Catching the Bull's Next Move
By Michael Kaye, CFA
Many market watchers feel that in 2004, companies with consistent earnings and dividend payouts will outperform the broader market. That wasn't the case in 2003. While the average dividend-paying stock in the S&P 500-stock index rose 33.5% -- certainly a nice number -- the average nonpayer rose 61.7%.
That appears to be typical of the first year of a bull market. As Joseph Lisanti, editor of S&P's weekly investing newsletter, The Outlook, points out, it's partly because in the first year of a market advance, smaller, more speculative stocks (which usually don't pay dividends) tend to outperform the larger, higher-quality issues. Generally, the larger issues start to perform better and the smaller ones rise a bit more slowly in the second year of a bull market.

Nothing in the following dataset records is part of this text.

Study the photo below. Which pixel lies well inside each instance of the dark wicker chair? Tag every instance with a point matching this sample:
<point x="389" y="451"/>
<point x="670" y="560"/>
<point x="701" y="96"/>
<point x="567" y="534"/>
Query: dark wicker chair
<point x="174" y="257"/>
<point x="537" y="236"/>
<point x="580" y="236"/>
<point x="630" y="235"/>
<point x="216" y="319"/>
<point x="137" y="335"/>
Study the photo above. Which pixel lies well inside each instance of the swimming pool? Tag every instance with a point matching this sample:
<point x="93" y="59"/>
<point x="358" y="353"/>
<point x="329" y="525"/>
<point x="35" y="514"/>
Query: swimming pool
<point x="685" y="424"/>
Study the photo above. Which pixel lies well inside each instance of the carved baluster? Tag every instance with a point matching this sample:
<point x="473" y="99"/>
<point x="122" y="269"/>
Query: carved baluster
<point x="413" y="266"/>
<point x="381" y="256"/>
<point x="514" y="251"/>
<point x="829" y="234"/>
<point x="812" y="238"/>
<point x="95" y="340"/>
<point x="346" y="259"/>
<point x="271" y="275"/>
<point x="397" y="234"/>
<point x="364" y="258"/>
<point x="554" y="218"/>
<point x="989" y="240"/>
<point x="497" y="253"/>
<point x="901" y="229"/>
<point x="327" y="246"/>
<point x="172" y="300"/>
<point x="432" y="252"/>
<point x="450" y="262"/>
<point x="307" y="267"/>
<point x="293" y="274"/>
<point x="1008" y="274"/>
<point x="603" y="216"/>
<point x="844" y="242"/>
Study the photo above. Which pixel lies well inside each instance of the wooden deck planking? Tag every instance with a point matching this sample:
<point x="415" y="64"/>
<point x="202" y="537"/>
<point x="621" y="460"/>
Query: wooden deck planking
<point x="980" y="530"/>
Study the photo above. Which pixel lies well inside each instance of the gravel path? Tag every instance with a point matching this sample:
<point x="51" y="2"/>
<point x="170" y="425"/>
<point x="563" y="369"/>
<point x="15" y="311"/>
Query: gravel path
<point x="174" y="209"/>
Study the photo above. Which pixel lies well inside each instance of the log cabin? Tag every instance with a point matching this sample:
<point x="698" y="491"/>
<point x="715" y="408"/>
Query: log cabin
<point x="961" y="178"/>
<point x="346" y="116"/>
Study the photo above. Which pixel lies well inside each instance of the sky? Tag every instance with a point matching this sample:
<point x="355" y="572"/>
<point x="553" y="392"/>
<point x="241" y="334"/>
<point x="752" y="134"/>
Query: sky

So where can investors find the companies with the best earnings and dividend track records to take advantage of such a pattern? That's where S&P's quality rankings -- which measure a company's long-term dividend and earnings performance -- come in. In this week's screen, we searched for issues that carry S&P's highest quality rank of A+, which means they have compiled a 10-year record of superior earnings, dividend growth, and stability.
The stocks in this week's screen also had to have top marks in one other category. We looked for issues that carry S&P's highest investment recommendation, 5 STARS (buy). That means S&P equity analysts expect them to outperform the overall market over the next 6 to 12 months.